A prisão preventiva como devir sancionatório
29 de abril de 2025, 17h17
Com a implementação da Lei Federal 13.964/19 (pacote anticrime), mais precisamente, no parágrafo 2o, do artigo 313 do Código de Processo Penal, a prisão preventiva com “finalidade de antecipação de cumprimento de pena ou como decorrência imediata de investigação criminal ou da apresentação ou recebimento de denúncia”, deve ser inadmitida.
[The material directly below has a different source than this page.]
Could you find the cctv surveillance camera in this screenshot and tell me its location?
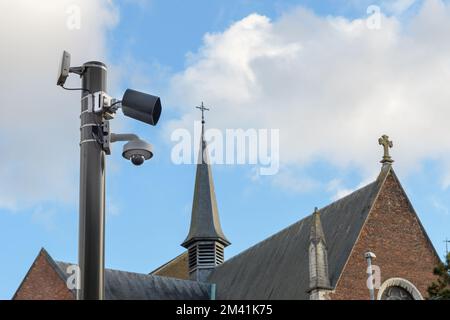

Resolvido. A lei pôs fim a décadas de rompimento com a Constituição e fez revigorar a maltratada presunção de inocência. O encarceramento automático, amiúde a “bem do combate ao crime” teve fim com a exigibilidade de requisito e fundamento que extrapolem o próprio existir de uma persecução penal. Está resolvido, certo? O óbvio foi dito? Espere. Lembremos do “interpretar condicionado” do Estado-juiz em que nada é o que parece ser, mesmo as leis mais claras e impositivas suportam um “se”.
Infelizmente, apesar da claridade do texto legal, e passados mais de cinco anos de sua entrada em vigor, o que tem se verificado em inúmeros julgados país afora [1] é o esvaziamento do tipo processual penal, especialmente, no que toca à incidência da Lei 12.850/13 (Lei de Organização Criminosa).
Expressões como “prisão com objetivo de interromper a atuação das facções criminosas”, “prisão justificada na necessidade da garantia da ordem pública ante o envolvimento do crime organizado” e “prisão adequada porque envolve a participação em organização criminosa de alta periculosidade”; têm sido cada dia mais recorrentes nas cortes como fundamento para segregação cautelar.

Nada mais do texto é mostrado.